Lo anterior de conformidad con el criterio que sostuvo este Tribunal Colegiado al resolver el juicio de amparo directo 506/2003, en sesión de fecha quince de marzo de la anualidad en curso, emitiendo la tesis TC032028.9LK1, de rubro y tenor siguientes:

" Si en un juicio de amparo directo la parte quejosa arguye en sus conceptos de violación que la responsable fijó incorrectamente la carga de la prueba, porque era a su contraparte a la que correspondía demostrar su aserto y no a ella y, por otra parte, alega también que a pesar de no corresponderle acreditar sus hechos su acción o excepción quedó probada en juicio, el Tribunal Colegiado debe analizar de manera preferente esto último, porque de ser fundado sería innecesario estudiar lo relativo a la carga de la prueba, toda vez que estando demostrada la procedencia de la acción o excepción carece de relevancia a quién tocaba demostrar en el juicio sus hechos, y solamente para el caso de que los conceptos de violación relativos a la aprobación de la acción o excepción fueran infundados o insuficientes para considerarlo así, el Tribunal Colegiado debe proceder a estudiar los motivos de disensión relacionados con la incorrecta fijación de la carga probatoria."

En efecto, establecen los impetrantes del amparo que la Junta responsable no realizó un debido análisis de las pruebas aportadas de su parte, dado que concluyó en condenar a las mismas al considerar que las demandadas no probaron la inexistencia del despido, lo cual señalan que es incorrecto, dado que con sus medios de convicción sí lograron desvirtuar lo alegado por el trabajador actor.

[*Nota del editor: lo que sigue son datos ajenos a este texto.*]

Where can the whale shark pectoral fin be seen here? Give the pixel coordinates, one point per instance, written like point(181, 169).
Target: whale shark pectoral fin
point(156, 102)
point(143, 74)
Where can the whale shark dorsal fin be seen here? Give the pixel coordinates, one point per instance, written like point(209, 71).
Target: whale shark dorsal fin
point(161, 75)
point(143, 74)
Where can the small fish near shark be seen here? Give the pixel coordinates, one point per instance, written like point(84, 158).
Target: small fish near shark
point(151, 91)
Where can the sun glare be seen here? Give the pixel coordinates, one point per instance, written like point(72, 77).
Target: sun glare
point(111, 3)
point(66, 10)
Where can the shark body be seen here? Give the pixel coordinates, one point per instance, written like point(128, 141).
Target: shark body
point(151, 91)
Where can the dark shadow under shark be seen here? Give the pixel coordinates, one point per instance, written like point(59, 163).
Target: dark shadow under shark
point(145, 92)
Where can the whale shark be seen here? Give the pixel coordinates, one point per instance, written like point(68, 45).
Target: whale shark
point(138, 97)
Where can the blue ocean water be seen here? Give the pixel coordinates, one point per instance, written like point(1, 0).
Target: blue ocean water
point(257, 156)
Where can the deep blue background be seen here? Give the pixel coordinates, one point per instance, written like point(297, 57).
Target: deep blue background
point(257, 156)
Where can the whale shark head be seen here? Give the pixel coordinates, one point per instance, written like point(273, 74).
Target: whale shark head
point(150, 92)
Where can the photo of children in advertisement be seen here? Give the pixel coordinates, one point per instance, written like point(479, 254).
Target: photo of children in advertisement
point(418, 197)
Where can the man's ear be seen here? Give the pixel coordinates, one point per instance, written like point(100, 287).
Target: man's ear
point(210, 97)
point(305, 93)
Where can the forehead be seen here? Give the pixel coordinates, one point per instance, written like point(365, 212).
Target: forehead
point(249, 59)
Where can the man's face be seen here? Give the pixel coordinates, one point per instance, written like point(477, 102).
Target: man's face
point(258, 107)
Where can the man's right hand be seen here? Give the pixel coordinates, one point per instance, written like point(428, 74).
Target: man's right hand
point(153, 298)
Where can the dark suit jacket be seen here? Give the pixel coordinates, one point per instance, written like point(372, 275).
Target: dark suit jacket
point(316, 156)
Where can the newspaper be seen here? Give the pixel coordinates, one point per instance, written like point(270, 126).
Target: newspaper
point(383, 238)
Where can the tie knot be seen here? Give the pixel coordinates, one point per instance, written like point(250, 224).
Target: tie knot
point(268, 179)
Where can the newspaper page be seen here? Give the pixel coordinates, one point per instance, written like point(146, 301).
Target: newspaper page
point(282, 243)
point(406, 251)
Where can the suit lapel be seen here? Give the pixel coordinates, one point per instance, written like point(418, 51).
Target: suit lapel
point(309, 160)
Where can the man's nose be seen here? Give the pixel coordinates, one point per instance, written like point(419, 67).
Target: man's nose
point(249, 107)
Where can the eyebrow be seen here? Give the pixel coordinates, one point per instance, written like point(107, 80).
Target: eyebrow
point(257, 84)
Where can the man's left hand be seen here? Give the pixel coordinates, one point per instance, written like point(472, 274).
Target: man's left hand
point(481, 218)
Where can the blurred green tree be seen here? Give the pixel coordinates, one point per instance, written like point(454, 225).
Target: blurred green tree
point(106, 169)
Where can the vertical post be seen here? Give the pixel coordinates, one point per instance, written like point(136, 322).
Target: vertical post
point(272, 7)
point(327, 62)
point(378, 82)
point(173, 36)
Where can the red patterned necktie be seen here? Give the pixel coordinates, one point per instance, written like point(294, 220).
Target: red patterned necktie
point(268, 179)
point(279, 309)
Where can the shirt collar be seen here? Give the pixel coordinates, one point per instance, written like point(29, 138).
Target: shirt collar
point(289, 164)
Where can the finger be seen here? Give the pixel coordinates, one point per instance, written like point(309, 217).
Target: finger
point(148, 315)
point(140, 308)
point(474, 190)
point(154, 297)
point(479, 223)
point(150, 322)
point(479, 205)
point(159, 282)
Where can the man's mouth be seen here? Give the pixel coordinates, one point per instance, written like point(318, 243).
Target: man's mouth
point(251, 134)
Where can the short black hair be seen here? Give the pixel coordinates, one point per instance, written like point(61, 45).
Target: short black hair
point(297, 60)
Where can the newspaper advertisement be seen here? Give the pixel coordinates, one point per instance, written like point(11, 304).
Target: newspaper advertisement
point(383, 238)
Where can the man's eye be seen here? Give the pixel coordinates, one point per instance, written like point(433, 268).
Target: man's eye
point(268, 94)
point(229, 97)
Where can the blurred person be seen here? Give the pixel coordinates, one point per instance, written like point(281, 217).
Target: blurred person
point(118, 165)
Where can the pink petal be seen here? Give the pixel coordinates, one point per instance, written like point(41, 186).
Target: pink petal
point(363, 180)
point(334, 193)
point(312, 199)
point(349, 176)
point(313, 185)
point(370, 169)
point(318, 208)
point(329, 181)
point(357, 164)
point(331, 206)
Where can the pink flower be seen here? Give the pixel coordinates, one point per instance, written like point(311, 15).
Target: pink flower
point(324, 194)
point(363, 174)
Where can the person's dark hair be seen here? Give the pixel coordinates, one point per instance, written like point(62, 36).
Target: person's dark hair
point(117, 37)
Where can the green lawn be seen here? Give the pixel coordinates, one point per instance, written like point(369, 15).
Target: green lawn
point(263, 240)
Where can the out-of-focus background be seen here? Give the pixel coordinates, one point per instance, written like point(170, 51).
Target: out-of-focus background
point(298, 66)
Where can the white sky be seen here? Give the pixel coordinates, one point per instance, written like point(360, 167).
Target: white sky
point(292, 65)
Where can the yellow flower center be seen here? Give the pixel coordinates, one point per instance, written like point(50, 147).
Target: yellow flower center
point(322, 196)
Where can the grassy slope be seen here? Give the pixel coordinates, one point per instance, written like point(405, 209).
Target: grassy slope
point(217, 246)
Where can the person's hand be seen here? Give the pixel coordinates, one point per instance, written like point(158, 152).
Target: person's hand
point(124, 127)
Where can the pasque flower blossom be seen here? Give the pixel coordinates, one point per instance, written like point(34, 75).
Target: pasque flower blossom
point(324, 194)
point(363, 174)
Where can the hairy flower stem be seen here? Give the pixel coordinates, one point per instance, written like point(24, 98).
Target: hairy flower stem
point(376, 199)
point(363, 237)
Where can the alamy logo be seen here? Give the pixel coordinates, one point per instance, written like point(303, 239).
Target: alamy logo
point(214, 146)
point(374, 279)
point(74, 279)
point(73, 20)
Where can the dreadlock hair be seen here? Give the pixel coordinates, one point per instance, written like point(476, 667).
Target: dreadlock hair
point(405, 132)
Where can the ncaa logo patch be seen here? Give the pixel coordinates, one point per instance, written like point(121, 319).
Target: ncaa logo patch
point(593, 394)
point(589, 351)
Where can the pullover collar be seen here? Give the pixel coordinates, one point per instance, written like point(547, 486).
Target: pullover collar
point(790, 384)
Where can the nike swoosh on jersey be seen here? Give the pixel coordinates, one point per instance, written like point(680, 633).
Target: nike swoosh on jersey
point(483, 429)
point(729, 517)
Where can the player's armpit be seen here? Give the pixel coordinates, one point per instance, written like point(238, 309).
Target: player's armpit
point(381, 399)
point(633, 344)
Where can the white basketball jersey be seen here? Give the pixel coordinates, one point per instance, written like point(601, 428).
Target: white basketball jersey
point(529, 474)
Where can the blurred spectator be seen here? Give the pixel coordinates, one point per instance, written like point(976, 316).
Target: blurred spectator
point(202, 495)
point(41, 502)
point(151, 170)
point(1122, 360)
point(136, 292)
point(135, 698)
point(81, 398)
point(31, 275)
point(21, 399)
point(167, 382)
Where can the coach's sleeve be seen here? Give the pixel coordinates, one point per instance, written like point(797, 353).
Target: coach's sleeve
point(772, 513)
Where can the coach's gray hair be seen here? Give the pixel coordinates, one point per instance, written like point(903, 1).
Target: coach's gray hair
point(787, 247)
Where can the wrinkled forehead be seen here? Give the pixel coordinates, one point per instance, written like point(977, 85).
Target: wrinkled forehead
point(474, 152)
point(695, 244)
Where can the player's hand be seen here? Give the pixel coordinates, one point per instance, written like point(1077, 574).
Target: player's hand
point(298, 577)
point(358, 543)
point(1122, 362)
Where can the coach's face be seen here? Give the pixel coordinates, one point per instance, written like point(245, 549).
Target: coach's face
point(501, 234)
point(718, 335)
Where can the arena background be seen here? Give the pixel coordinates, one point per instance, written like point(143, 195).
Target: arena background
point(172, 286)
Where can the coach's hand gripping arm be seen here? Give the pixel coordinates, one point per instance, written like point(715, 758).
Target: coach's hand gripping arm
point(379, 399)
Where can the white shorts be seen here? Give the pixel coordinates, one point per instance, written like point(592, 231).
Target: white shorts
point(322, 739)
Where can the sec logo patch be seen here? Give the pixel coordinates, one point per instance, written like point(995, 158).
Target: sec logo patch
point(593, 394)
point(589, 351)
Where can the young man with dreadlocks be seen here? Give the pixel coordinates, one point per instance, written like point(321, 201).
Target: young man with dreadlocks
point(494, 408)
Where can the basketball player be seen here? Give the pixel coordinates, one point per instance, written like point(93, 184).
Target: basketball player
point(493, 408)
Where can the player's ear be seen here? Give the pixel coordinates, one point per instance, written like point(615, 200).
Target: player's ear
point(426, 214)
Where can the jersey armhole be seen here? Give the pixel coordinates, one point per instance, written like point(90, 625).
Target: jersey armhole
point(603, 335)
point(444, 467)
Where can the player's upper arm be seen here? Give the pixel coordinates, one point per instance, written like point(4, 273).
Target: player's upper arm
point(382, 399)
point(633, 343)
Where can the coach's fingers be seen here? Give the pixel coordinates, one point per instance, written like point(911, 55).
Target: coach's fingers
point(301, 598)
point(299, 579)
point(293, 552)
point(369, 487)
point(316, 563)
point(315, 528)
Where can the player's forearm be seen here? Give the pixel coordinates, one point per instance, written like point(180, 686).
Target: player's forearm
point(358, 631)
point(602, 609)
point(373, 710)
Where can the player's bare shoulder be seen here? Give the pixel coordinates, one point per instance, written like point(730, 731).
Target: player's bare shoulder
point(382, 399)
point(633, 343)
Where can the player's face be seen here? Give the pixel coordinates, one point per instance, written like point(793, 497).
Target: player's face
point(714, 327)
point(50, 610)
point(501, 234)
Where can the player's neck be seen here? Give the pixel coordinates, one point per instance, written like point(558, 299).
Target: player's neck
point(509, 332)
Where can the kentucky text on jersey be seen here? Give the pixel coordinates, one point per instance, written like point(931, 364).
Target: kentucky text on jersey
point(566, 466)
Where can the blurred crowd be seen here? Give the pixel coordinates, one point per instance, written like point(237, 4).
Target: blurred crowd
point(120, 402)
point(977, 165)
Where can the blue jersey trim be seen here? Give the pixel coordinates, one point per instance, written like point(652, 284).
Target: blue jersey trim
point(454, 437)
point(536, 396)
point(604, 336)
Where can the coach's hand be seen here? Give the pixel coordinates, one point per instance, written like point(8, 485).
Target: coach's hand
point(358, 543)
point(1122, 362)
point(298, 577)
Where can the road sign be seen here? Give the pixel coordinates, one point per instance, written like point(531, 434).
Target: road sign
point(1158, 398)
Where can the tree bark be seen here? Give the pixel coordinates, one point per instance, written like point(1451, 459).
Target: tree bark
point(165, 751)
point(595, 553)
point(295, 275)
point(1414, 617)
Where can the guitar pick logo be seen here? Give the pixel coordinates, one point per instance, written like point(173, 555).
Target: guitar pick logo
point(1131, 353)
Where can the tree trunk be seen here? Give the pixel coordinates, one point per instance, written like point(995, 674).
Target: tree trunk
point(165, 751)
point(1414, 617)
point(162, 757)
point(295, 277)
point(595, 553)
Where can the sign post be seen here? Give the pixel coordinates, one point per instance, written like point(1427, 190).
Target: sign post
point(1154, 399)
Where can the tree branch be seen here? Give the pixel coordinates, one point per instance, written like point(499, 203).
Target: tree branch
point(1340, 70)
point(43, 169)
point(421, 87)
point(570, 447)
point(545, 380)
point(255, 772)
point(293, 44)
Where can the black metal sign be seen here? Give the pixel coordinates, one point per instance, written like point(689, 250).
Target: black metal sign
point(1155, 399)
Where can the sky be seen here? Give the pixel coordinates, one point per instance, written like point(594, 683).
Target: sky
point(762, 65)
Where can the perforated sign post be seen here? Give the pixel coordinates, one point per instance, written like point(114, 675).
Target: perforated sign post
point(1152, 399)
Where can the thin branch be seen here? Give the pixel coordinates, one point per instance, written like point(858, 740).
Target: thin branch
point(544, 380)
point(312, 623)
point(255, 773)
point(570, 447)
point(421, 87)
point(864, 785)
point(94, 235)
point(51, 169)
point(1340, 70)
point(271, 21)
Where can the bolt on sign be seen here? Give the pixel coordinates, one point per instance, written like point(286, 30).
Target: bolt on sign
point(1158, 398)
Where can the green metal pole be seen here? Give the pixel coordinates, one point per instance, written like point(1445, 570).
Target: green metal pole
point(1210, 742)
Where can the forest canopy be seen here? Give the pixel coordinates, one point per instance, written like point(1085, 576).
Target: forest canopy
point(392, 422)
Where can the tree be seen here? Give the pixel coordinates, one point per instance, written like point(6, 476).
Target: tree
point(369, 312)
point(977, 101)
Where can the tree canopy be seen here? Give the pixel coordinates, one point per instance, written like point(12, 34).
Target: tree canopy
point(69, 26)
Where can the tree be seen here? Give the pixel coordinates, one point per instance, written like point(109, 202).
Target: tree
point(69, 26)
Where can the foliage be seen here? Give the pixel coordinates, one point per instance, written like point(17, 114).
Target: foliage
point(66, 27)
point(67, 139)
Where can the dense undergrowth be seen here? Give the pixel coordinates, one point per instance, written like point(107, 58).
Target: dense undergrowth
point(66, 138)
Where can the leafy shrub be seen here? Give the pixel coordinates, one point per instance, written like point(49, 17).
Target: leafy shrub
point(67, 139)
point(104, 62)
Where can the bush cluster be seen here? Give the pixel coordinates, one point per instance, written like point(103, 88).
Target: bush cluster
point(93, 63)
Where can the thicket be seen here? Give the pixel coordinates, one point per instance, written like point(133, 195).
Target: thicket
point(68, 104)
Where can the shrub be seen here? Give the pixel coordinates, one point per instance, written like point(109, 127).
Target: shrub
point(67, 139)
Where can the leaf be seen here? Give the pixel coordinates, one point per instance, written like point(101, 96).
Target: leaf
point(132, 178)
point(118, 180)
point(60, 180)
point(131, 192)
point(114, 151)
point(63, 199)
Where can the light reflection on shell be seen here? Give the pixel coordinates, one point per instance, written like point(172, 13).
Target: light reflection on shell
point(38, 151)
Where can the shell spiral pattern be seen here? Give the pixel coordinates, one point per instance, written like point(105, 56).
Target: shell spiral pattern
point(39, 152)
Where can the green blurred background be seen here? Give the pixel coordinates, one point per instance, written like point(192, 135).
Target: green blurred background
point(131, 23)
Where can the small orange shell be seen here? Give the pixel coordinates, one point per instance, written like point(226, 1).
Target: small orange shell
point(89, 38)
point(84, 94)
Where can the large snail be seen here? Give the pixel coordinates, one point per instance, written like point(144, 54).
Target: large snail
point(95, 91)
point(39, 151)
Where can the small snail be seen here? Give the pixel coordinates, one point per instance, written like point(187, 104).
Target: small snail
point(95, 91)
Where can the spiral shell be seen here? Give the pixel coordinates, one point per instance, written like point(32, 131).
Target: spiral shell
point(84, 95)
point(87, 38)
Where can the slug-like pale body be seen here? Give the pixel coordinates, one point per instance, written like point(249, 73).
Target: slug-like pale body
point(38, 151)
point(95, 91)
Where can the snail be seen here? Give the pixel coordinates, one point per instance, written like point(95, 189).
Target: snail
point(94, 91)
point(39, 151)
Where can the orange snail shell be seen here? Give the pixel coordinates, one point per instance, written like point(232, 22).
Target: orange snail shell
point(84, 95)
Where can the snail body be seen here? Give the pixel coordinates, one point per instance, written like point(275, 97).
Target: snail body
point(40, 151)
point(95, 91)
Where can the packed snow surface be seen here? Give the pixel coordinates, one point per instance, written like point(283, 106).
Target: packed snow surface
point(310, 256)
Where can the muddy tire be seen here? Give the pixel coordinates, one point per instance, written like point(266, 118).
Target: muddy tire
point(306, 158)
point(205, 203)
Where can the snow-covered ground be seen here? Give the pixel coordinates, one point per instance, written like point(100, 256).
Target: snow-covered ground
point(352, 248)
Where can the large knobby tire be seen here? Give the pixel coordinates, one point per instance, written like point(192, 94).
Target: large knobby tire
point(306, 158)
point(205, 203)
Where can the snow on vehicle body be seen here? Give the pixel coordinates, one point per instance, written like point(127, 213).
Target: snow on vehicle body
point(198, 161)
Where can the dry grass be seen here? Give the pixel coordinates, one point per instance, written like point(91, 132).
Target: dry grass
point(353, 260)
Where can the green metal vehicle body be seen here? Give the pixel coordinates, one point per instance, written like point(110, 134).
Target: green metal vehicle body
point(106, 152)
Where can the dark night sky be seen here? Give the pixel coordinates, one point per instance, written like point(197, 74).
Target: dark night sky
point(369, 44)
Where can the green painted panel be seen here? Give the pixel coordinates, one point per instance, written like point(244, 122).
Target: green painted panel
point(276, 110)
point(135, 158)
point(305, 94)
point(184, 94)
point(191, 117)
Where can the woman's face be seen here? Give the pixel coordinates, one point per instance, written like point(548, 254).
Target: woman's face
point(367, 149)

Al respecto, manifiestan las inconformes que fue inexacta la valoración de la responsable de la prueba confesional ofrecida por la demandada Embotelladora Aga, Sociedad Anónima de Capital Variable, a cargo del actor Leonardo Ríos Soriano, dado que en el desahogo del medio de convicción referido quedó plenamente probado que lo dicho por el obrero en su escrito inicial de demanda con relación al despido no fue cierto y que, en consecuencia, éste no existió.

Manifiestan los inconformes que el empleado, en su escrito inicial de demanda, en el punto número ocho de hechos de la misma, señaló lo siguiente: (folios 7 y 8).

"8. Las relaciones laborales entre el suscrito y la demandada siempre se desarrollaron en forma cordial y armónica, pero es el caso que el día 17 de julio del año 2001, siendo aproximadamente las 09:00 horas, cuando el suscrito me encontraba en la puerta de acceso de la bodega de la empresa demandada, que se localiza en el antiguo camino a Tesistán número 680, colonia La Tuzanía, en Zapopan, Jalisco, se le acercó el Sr. Javier de Aquino, quien se desempeña como gerente de almacenes de la empresa demandada y me dijo textualmente lo siguiente: qué bueno que te veo Leonardo Ríos, porque quiero decirte que a partir de estos momentos estás despedido y hazme el favor de retirarte, razón por la cual el suscrito me retiré."

Ahora bien, al desahogar la prueba confesional ofrecida por la demandada Embotelladora Aga, Sociedad Anónima de Capital Variable, al actor se le formuló la posición número treinta, que dice lo siguiente: (folio 295).

"30. Que usted en su escrito inicial de demanda, señala que quien lo despidió de su trabajo de administrador de la bodega poniente de la Embotelladora Aga, S.A. de C.V., fue el licenciado Francisco Javier de Aquino Castillo."